For most people in Leeds this has all been a very confusing process.
The planning inspectors made it clear, however, at the opening of the inquiry, that they were looking at the council’s adopted plan proposals for 70,000 houses, a figure that the Conservative opposition on Leeds City Council have always believed to be over-inflated, unnecessarily damaging to the environment, and unsustainable.
We believe that is now well and truly borne out by all the evidence on population numbers, new jobs to be created, and any other statistic you care to name!
Finally, the council have agreed to review this core strategy, and are now proposing that a further inquiry is held, at a date yet to be determined, to examine a revised figure of 52,000.
This is despite the fact that the Government has now indicated that, through its methodology, the figure is nearer 43,000.
We are left with the ridiculous situation where we currently have an inquiry which will allocate sites for houses against a total of 70,000, the council administration have now belatedly asked for a formal review, with a revised figure of 52,000, and a figure from the Government which is different again.

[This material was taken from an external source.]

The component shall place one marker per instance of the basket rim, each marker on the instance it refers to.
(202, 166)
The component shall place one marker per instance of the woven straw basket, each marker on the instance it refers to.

The sad part of all this is that in 2014 when the Labour council adopted its core strategy of 70,000 houses, we moved an amendment calling for an immediate review to be instigated, and to run simultaneously with the site allocation process, so that when the figure was reduced we would not unnecessarily sacrifice greenbelt and green field land.
All opposition councillors voted in favour of our amendment. Four years later the council got round to it.
In the meantime a whole series of greenfield sites across the city have been lost, in my view unnecessarily, whilst affordable houses have not been delivered in the right places, on brownfield sites which need to be regenerated. Had the Labour administration moved with speed as we requested, to review their core planning strategy, we would not now be in the ridiculous position of having an inquiry allocating sites for 70,000 houses, when we ought to be allocating sites for somewhere between 42,000 and 52,000 houses.
Coun Andrew Carter is Conservative group leader at Leeds City Council.